Day Four – Saturday April 16, 2016:
The Journey to Eldoret Today is the start of the journey to which I’ve been looking forward. Together with Degelo Sendabo, the Head of Remote Sensing at RCMRD, and Erick Khamala from LocateIT, Marc and I hop in a chauffeured passenger van to go to our test sites in the regions of Uasin Gishu and Elgeyo Marakwet, northwest of Nairobi. It’s a six-hour, 314-km trek from Nairobi to Eldoret, passing through the Eastern Rift Valley. As we descend the 700m wall of the 6,000km tectonic fault that runs north-south in eastern Africa, I am struck by the complete change in the landscape as the valley’s microclimate takes over. The scenery above looked to me not much different from that of Central Europe (there were even pine-tree forests). But in the valley the vegetation has turned into what you might consider classic sub-Saharan savannah. It’s very hot. No agriculture here—just goat and sheep herding (mixed with the occasional zebra or monkey). Driving along the floor of the valley, we stop for lunch at a little green shack of a restaurant. Here we get our first real introduction to Kenyan cuisine: Marc and I have to choose our own cut of meat from a dead goat strung up in the kitchen. After waiting for what seems like an eternity (each meal in Kenya usually lasted two hours to cook and eat), we eat the unsalted goat with our fingers, along with a ball of ugali, a polenta-style dish made of maize flour and boiled to form a dough.
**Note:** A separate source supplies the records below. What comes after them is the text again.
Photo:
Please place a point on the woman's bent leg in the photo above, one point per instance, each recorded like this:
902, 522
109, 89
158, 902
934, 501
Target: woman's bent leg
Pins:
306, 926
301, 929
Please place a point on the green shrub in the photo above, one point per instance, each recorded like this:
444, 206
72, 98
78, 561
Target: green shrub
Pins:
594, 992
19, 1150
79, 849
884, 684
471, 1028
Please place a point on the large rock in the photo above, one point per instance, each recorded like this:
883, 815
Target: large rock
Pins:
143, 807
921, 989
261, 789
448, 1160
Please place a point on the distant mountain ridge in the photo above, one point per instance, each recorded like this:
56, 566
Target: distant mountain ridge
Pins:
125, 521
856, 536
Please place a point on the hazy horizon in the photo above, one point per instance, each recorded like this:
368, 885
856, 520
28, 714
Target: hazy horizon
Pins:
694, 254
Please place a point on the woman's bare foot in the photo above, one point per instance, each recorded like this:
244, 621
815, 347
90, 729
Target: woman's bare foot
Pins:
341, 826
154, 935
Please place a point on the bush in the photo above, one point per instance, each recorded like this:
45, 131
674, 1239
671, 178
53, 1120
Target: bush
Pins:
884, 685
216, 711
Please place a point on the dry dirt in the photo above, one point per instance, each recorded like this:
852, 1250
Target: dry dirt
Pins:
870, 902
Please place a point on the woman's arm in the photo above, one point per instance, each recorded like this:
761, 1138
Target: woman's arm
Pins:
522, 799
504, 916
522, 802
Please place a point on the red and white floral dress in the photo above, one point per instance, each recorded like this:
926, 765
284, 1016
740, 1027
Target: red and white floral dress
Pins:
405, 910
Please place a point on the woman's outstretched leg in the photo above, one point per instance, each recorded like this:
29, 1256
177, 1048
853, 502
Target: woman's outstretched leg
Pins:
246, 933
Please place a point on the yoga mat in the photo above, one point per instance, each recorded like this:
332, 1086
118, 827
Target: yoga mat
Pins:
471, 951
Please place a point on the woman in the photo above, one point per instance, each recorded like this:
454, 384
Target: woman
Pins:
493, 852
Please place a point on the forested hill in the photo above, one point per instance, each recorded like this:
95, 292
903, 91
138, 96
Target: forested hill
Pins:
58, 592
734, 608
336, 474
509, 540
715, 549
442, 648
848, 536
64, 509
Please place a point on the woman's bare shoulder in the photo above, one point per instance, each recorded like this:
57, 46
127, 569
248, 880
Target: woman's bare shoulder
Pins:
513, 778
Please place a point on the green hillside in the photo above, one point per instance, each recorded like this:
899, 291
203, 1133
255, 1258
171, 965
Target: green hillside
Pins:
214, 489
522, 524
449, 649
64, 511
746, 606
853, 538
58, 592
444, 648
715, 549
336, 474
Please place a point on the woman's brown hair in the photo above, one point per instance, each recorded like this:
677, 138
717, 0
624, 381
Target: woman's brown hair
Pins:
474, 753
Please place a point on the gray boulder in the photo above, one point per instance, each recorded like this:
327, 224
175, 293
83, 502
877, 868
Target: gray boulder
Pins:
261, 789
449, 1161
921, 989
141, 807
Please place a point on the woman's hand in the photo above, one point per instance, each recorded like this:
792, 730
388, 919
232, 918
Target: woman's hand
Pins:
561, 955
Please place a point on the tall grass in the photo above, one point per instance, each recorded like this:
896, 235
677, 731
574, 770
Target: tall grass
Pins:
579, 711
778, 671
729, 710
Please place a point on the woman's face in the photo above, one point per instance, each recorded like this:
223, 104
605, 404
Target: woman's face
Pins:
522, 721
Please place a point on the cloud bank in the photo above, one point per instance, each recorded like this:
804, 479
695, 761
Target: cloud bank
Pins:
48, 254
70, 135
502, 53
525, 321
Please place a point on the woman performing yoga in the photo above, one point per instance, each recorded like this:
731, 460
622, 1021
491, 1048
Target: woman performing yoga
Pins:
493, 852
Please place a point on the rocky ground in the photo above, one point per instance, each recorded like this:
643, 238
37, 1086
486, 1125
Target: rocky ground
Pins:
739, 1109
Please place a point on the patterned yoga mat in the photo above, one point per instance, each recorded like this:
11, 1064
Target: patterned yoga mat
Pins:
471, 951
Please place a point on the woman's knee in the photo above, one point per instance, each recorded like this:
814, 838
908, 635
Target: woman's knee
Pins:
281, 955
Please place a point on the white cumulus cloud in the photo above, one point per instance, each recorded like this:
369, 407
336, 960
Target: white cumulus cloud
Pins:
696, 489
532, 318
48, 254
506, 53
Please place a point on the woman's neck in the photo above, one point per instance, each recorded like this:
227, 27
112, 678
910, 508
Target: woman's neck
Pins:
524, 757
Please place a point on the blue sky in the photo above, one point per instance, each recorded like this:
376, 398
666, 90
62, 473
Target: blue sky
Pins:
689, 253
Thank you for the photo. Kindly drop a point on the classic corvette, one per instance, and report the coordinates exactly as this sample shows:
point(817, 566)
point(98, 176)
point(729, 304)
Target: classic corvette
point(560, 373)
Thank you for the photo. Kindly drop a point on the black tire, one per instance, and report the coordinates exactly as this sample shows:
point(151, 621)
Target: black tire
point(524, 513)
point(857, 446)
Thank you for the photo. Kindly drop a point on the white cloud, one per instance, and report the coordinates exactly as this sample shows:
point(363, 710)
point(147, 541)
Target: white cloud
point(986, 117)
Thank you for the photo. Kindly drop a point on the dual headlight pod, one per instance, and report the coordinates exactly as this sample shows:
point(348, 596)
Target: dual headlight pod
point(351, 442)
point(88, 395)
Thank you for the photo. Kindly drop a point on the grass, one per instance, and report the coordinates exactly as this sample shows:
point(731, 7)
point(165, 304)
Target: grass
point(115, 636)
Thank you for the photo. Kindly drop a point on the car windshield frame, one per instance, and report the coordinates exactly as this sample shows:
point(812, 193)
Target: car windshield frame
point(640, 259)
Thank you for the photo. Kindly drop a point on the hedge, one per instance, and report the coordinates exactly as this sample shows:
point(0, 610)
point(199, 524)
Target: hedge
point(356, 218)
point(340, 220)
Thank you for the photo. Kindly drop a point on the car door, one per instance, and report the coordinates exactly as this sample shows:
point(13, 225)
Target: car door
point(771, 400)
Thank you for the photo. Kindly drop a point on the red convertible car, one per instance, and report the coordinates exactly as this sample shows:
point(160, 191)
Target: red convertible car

Day Five – Sunday April 17, 2016:
Fieldwork Reconnaissance On Monday there is to be a flight overpass of the ESA’s Sentinel 1 satellite. As we are planning to take ground measurements at the same time to validate the satellite’s data, today we are driving through our test sites to scout out our measurement locations. The farmers’ fields are very empty. Because of the late start to the rainy season, I am told that many of them haven’t even started to seed their crops yet. At each location, Erick does a great diplomatic job of getting permission from the farmers (he is the only one who speaks Bantu Swahili). Our presence here does not go unnoticed. The sight of two white guys walking around with scientific instruments tends to turn heads in Kenya; wherever we stop, Marc and I are soon surrounded by a throng of friendly bystanders wanting to know what we’re doing and why, most of them young children. Erick tells us that 42 percent of the Kenyan population is under 16, and the population grows at 2.7% annually. This, too, must put stress on dwindling water supplies, I think.

Day Seven – Tuesday April 19, 2016:
The Return to Nairobi The satellite overpass ground readings were successful yesterday. Erick and Degelo have learned the measuring techniques perfectly. Now we are set to return to Nairobi and then on towards home. It will not be so easy, though, to get out of Kenya. Our driver tries to start the van at 8am, only to find that the electrics have failed. So—change of plans—we are treated to a day-in-thelife of an Eldoret automobile garage, which is no more than an empty lot between two buildings in a city block. As we wait out the interminable time it takes to determine the problem, order a part, try to fix it, find there’s another problem, order a part, and so on, we get to experience the mayhem of Eldoret, a town of about 300,000 that straddles the truck-lined Kenyan-Ugandan highway. The problem finally resolved about midday, we make our way home. Twenty clicks outside of Nairobi, as the sun dips below the horizon, our driver turns on the headlights. It becomes apparent that the electrical problem hadn’t been fixed at all— and we have very little battery left. I have real respect for this driver now because I wouldn’t have continued: after rolling with the parking lights only, the last couple of kilometers are a hair-raising experience of slow driving on the pitch-black section of highway complete with cars racing up behind us. I suppose on a successful research trip like this, at least one life-threatening adventure is all right.